Mutilé, décapité, scalpé – Isaac Jogues, missionnaire jésuite au Canada

Kévin Boucaud-Victoire | 23 juillet 2017

Les 150 ans de la naissance de la confédération canadienne est l’occasion de se remémorer l’incroyable travail d’évangélisation mené par les Jésuites au XVIIe siècle dans ce qui s’appelait la Nouvelle-France, et notamment l’action d’Isaac Jogues.

Le 24 juillet 1967, il y a 50 ans, Charles de Gaulle déclenchait une crise géopolitique entre le Canada et la France. La faute à « Vive le Québec libre ! », prononcé lors d’un discours mémorable dans la province nord-américaine en plein anniversaire des 100 ans de la confédération canadienne.

Un geste qui nous rappelle la complexité de l’histoire canadienne, fédération politique qui naît le 1er juillet 1867, quand l’Ontario, le Québec, le Nouveau-Brunswick et la Nouvelle-Écosse, jusqu’ici colonies britanniques, décident de        se dégager de la tutelle du Royaume-Uni.

Mais l’histoire canadienne commence avant cet acte fondateur – objet de nombreuses commémorations en ce mois de juillet – et les missionnaires jésuites français y ont joué un rôle déterminant. Parmi eux, saint Isaac Jogues, canonisé par Pie IX en 1930, tient une place particulière.

Cinquième d’une famille de neuf enfants, le futur prêtre naît 10 janvier 1607 à Orléans, ville où il étudie au collège des jésuites.

Alors qu’à la fin de ses études il a l’occasion de reprendre le commerce fleurissant de son père, ou de devenir fonctionnaire comme ses oncles, il préfère suivre ses maîtres jésuites à Rouen, dans la Compagnie de Jésus. Il prononce ses vœux en 1626 et démarre des études de philosophe puis de théologie à Clermont.

Sa vie bascule quand il est envoyé comme missionnaire en Nouvelle-France – territoire qui s’étend alors de l’actuelle Louisiane au nord du Canada et dont la capitale est Québec ­– en 1636, peu de temps après avoir été ordonné prêtre.

Il va rejoindre les jésuites qui évangélisent, au départ avec relativement de succès, les peuples amérindiens d’Amérique du nord. Celui que l’on surnomme, à son arrivée, « Ondessonk » (oiseau de proie) s’installe alors dans l’actuel Canada.

Mais à cette époque, des épidémies frappent les Hurons et mettent en danger la vie des missionnaires car les Amérindiens leur attribuent la cause. De nombreux prêtres sont mis à mort. Jogues n’est pas impressionné pour autant et malgré cela sa mission de passe bien.

La construction du fort Sainte-Marie lui est même confiée. Les choses se gâtent néanmoins en 1642 quand il est capturé par des Iroquois.

Un missionnaire exemplaire, même sous la torture

Jogues connaît alors la torture et l’esclavage. Le prêtre n’oublie pas pour autant sa mission et tente d’apporter aux Amérindiens « le secours que l’Église de mon Dieu [lui] a confié », selon ses propres mots.

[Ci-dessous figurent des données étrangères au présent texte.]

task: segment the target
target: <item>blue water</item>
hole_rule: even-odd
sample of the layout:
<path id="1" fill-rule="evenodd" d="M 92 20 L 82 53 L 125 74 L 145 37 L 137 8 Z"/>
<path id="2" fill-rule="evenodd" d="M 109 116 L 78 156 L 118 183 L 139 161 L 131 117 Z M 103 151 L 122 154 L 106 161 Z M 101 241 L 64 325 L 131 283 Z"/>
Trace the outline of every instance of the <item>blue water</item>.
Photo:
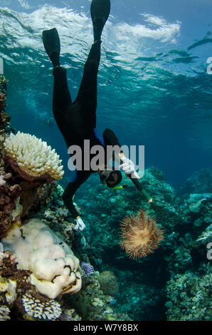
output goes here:
<path id="1" fill-rule="evenodd" d="M 194 2 L 112 1 L 98 76 L 98 131 L 107 127 L 122 145 L 144 145 L 145 168 L 159 168 L 176 188 L 212 163 L 212 75 L 206 72 L 212 4 Z M 9 81 L 11 123 L 47 140 L 65 167 L 68 156 L 52 115 L 52 69 L 41 33 L 58 29 L 74 98 L 92 42 L 90 5 L 1 1 L 0 56 Z"/>
<path id="2" fill-rule="evenodd" d="M 92 43 L 90 2 L 0 3 L 0 57 L 9 81 L 6 111 L 16 130 L 33 134 L 55 148 L 65 170 L 63 186 L 73 172 L 68 169 L 66 145 L 52 113 L 52 66 L 42 31 L 53 27 L 58 31 L 60 62 L 67 68 L 73 100 Z M 111 4 L 102 36 L 98 133 L 108 128 L 121 145 L 144 145 L 145 168 L 161 170 L 175 190 L 197 174 L 181 190 L 184 197 L 179 200 L 157 170 L 147 170 L 147 190 L 163 210 L 161 216 L 157 211 L 154 215 L 166 236 L 164 244 L 141 262 L 124 256 L 118 234 L 125 214 L 146 206 L 146 202 L 132 187 L 108 190 L 92 175 L 75 199 L 84 214 L 86 229 L 82 236 L 89 247 L 85 252 L 80 234 L 76 234 L 73 245 L 80 257 L 86 253 L 95 270 L 115 272 L 120 293 L 112 304 L 120 312 L 135 320 L 161 320 L 167 307 L 169 319 L 178 319 L 178 314 L 179 319 L 208 319 L 204 315 L 210 301 L 210 278 L 204 277 L 211 273 L 208 239 L 202 237 L 203 242 L 196 244 L 196 239 L 206 235 L 206 228 L 211 232 L 212 212 L 212 74 L 207 71 L 207 60 L 212 58 L 212 2 L 111 0 Z M 187 286 L 181 286 L 181 280 Z M 185 292 L 187 297 L 181 299 Z M 200 303 L 194 303 L 196 295 Z"/>

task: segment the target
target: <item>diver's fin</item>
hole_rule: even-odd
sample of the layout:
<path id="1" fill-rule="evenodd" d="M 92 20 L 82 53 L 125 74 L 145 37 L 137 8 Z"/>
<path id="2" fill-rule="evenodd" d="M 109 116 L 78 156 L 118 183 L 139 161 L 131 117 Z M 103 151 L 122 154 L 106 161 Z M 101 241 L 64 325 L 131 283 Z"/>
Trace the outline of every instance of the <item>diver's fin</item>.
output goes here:
<path id="1" fill-rule="evenodd" d="M 1 57 L 0 57 L 0 75 L 4 74 L 4 61 Z"/>
<path id="2" fill-rule="evenodd" d="M 90 15 L 93 25 L 94 41 L 100 39 L 110 11 L 110 0 L 92 0 Z"/>
<path id="3" fill-rule="evenodd" d="M 55 28 L 43 31 L 43 42 L 45 50 L 53 63 L 53 67 L 60 65 L 60 42 Z"/>

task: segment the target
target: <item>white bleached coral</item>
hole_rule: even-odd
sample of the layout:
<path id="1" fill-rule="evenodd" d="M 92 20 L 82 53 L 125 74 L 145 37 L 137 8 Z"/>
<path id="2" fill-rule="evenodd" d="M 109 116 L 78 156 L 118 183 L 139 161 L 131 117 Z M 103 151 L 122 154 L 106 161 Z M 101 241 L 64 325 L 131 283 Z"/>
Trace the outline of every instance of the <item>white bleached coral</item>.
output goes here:
<path id="1" fill-rule="evenodd" d="M 1 242 L 16 254 L 18 269 L 32 272 L 31 284 L 41 294 L 55 299 L 81 289 L 79 259 L 40 220 L 31 219 L 21 229 L 14 225 Z"/>
<path id="2" fill-rule="evenodd" d="M 60 304 L 55 300 L 41 302 L 29 294 L 23 296 L 22 304 L 26 313 L 36 319 L 55 320 L 62 313 Z"/>
<path id="3" fill-rule="evenodd" d="M 48 174 L 53 180 L 62 178 L 64 174 L 63 166 L 60 165 L 62 160 L 55 149 L 51 150 L 51 146 L 41 138 L 18 131 L 16 135 L 11 133 L 4 145 L 5 157 L 16 170 L 15 163 L 21 171 L 30 176 L 40 177 Z"/>

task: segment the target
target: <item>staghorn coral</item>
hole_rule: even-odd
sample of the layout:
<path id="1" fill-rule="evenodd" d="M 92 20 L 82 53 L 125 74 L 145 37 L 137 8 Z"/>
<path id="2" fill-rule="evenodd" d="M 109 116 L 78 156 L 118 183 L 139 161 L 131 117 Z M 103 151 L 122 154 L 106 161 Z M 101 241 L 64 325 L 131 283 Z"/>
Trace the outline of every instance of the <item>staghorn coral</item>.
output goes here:
<path id="1" fill-rule="evenodd" d="M 4 145 L 4 158 L 23 180 L 49 182 L 62 178 L 63 166 L 58 155 L 41 138 L 18 131 L 11 133 Z"/>
<path id="2" fill-rule="evenodd" d="M 53 299 L 41 302 L 29 293 L 23 295 L 22 304 L 26 313 L 35 319 L 55 320 L 62 313 L 58 302 Z"/>
<path id="3" fill-rule="evenodd" d="M 20 220 L 22 208 L 20 205 L 21 187 L 12 182 L 12 175 L 0 168 L 0 237 L 3 237 L 12 223 Z"/>
<path id="4" fill-rule="evenodd" d="M 45 196 L 47 197 L 50 195 L 51 187 L 46 187 L 46 192 L 43 184 L 62 177 L 61 160 L 46 143 L 20 132 L 16 135 L 11 133 L 6 138 L 4 148 L 2 165 L 4 165 L 4 170 L 9 172 L 14 180 L 18 182 L 23 207 L 21 216 L 25 217 L 36 201 L 37 204 L 40 200 L 43 202 Z M 0 175 L 2 173 L 0 171 Z M 0 177 L 0 187 L 1 182 L 4 182 L 4 176 Z"/>
<path id="5" fill-rule="evenodd" d="M 154 252 L 164 238 L 164 231 L 157 227 L 154 219 L 142 210 L 137 216 L 130 215 L 129 217 L 125 217 L 122 222 L 121 230 L 122 239 L 120 245 L 132 259 L 146 257 Z"/>

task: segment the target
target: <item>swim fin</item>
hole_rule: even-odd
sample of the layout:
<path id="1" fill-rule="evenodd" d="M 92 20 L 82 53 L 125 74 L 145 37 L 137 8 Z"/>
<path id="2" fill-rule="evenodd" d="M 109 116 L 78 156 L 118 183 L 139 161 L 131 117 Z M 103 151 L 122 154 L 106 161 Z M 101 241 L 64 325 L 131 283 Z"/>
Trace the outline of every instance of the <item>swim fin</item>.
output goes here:
<path id="1" fill-rule="evenodd" d="M 43 31 L 43 42 L 45 50 L 53 67 L 60 66 L 60 42 L 55 28 Z"/>
<path id="2" fill-rule="evenodd" d="M 94 41 L 101 38 L 102 31 L 110 11 L 110 0 L 92 0 L 90 15 L 93 25 Z"/>

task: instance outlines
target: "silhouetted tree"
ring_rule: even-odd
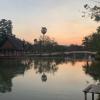
[[[97,4],[100,4],[100,2],[98,1],[94,1]],[[86,11],[84,11],[84,15],[86,16],[86,14],[88,14],[88,16],[91,17],[91,19],[99,22],[100,21],[100,6],[99,5],[94,5],[94,6],[90,6],[89,4],[85,4],[84,8],[86,9]]]
[[[11,22],[11,20],[2,19],[0,21],[0,34],[12,35],[12,22]]]

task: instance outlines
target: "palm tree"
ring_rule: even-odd
[[[44,44],[44,37],[45,37],[45,34],[47,33],[47,28],[46,27],[42,27],[41,33],[43,34],[43,44]]]

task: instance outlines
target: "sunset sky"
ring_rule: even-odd
[[[82,18],[83,5],[89,0],[0,0],[0,19],[13,22],[13,33],[33,42],[46,26],[47,35],[59,44],[80,44],[83,37],[99,25]]]

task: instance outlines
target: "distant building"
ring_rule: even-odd
[[[15,36],[6,35],[6,39],[0,44],[0,56],[22,56],[23,45],[23,41]]]

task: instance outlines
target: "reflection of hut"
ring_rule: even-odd
[[[46,82],[47,81],[47,76],[43,73],[42,77],[41,77],[41,80],[43,82]]]
[[[23,42],[15,36],[7,35],[0,45],[0,56],[21,56],[23,54]]]

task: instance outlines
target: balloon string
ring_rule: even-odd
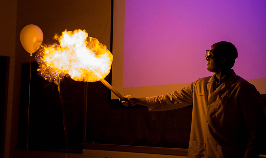
[[[66,131],[66,108],[64,107],[65,102],[63,100],[62,92],[60,93],[59,90],[60,87],[60,80],[58,81],[58,91],[59,92],[59,98],[60,99],[61,104],[62,105],[62,109],[63,110],[63,125],[64,126],[64,131],[65,132],[65,136],[66,138],[66,158],[67,158],[67,152],[68,151],[68,145],[67,143],[67,133]]]
[[[32,72],[32,54],[31,54],[31,62],[30,66],[30,83],[29,86],[29,106],[28,107],[28,128],[27,131],[27,146],[26,149],[26,158],[28,157],[28,145],[29,141],[29,112],[30,112],[30,97],[31,92],[31,75]]]

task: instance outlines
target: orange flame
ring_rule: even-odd
[[[109,74],[113,55],[106,45],[88,37],[85,30],[66,30],[54,38],[59,44],[42,45],[36,57],[37,70],[45,80],[60,81],[66,75],[77,81],[93,82]]]

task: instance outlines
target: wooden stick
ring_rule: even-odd
[[[125,99],[123,98],[123,97],[122,97],[122,95],[120,94],[120,93],[118,92],[118,91],[116,90],[114,88],[114,87],[111,85],[109,84],[109,83],[107,82],[107,81],[105,81],[105,80],[103,79],[101,79],[100,80],[100,81],[101,81],[101,83],[103,83],[109,89],[111,90],[111,91],[112,91],[114,94],[117,96],[119,99],[122,100],[126,101],[125,100]]]

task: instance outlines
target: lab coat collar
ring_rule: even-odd
[[[228,83],[232,83],[234,81],[235,77],[236,76],[236,74],[234,72],[234,71],[233,69],[231,69],[231,70],[229,73],[229,76],[228,76],[228,78],[224,82]],[[209,81],[208,81],[208,83],[210,82],[213,81],[214,81],[214,76],[215,75],[215,74],[213,74],[213,75],[212,76],[211,78],[210,78],[210,79],[209,80]]]

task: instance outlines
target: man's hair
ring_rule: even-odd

Il écarte l’hypothèse de la fuite et accepte de souffrir « pour délivrer ces pauvres âmes des flammes de l’Enfer ».

Un de ses compagnons, René Goupil, est exécuté le 29 septembre 1642, sous ses yeux. La mort ne l’effraie pas pour autant. Il explique dans une lettre à cette époque : « Je veux mourir comme j’ai vécu en fils de la très sainte Église romaine et de la Compagnie ».

Il finit quand même par prendre la fuite en novembre 1643, grâce à des calvinistes hollandais et rejoint, dans un premier temps, l’Angleterre et, dans un second, la France.

Il est alors reçu par Anne d’Autriche, mère de Louis XIV. Ses mains étant mutilées, il ne peut plus célébrer la messe et doit obtenir une autorisation exceptionnelle du pape Urbain VIII. Le missionnaire n’a alors qu’un objectif : retourner évangéliser en Nouvelle-France.

Dans une lettre il explique : « Le cœur me dit que, si j’ai le bien d’être employé en cette mission, j’irai et je ne reviendrai pas, mais je serai heureux si Notre Seigneur voulait achever le sacrifice où il l’a commencé, et que ce peu de sang que j’ai répandu en cette terre fût comme les arrhes de celui que je lui donnerai de toutes les veines de mon corps et de mon cœur »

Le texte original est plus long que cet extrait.